Liturgical purists will scoff.
But since I doubt very many of them are reading this blog, I will come right out and say it: I love Holden Evening Prayer.
If you are not a Lutheran of a certain stripe, you are probably scratching your head right now. Holden Evening Prayer (or “Holden”, as the initiated often call it) is an evening prayer setting written by Marty Haugen for the worshiping community at Holden Village, a retreat center in remote Washington state.
“Isn’t that the lost act of Damn Yankees?” one of my Facebook friends quipped. And he has a point–there is something just a little jazz hands about Holden.

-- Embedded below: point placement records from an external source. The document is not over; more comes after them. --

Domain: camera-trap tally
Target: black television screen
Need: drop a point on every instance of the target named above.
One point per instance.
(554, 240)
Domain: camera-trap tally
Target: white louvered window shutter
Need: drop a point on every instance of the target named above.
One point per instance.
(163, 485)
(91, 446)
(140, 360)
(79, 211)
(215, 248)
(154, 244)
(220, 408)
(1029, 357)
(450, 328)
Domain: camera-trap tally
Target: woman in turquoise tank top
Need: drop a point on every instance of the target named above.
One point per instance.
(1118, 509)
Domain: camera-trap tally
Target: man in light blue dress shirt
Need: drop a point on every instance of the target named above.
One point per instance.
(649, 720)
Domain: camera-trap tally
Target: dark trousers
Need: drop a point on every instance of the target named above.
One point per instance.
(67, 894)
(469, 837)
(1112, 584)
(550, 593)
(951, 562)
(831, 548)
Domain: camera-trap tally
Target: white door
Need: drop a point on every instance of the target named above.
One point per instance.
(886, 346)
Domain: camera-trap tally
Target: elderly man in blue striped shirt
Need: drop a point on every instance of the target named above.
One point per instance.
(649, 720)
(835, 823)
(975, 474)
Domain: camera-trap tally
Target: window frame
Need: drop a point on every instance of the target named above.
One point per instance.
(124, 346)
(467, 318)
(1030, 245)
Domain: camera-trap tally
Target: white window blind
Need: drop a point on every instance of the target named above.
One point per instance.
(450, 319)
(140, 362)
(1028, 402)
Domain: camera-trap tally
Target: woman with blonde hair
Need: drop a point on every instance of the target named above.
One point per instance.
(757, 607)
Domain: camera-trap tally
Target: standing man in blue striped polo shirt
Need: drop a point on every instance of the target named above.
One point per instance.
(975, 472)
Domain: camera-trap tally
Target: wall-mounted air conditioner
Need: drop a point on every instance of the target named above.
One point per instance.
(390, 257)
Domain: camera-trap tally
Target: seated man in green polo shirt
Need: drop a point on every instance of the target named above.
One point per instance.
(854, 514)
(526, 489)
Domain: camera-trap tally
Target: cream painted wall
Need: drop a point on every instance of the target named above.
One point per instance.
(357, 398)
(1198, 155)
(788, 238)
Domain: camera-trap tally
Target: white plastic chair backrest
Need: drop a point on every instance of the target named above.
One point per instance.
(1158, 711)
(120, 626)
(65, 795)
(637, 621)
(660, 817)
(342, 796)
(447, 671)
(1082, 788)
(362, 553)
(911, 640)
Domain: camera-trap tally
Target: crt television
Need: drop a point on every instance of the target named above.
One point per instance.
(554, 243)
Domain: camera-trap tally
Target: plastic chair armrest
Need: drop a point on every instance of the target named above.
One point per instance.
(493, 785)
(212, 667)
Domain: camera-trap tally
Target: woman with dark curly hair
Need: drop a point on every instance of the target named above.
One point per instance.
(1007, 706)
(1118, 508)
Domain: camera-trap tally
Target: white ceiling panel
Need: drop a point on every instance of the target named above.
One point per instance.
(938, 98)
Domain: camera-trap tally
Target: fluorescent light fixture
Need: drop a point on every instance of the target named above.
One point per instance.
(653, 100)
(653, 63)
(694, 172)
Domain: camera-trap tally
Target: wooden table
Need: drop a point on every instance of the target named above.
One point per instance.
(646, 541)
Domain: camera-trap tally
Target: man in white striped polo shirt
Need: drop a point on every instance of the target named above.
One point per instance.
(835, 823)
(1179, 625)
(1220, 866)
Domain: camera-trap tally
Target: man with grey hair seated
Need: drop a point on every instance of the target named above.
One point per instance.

But it is also one of my first Lutheran memories. My first Lutheran Lent (my family joined an ELCA church when I was 13) was set to the music of Holden Evening Prayer, as were many of the Lents that followed. On Wednesday nights, whether at my first Lutheran church, the Lutheran church I lurked at in college, or the Methodist church where Lutherans and others gathered in Milwaukee, I let my prayers rise up like incense. I sang the prayers that stayed with me through the week, as I hummed them while doing the dishes, reading the newspaper, walking to class.
One of my favorite things about liturgy is the way it carries our faith through time and space. I love that the liturgy I sang in Evanston, Illinois and Northfield, Minnesota and Milwaukee, Wisconsin is one I can sing in rural Litchfield and rural Cosmos, too. I love that when I came home from singing it last night, I came home to post after Facebook post by people who had just sung it, too.
Most of the folks at First and Beckville have not been singing Holden Evening Prayer for all of their Lutheran lives. This is only the second year that I have led it. So, our prayers are rising up more tentatively than usual.
But they are rising up alongside the prayers of congregations across the country, singing the same liturgy and praying the same prayers. And, jazz hands or no, there is something very lovely about that.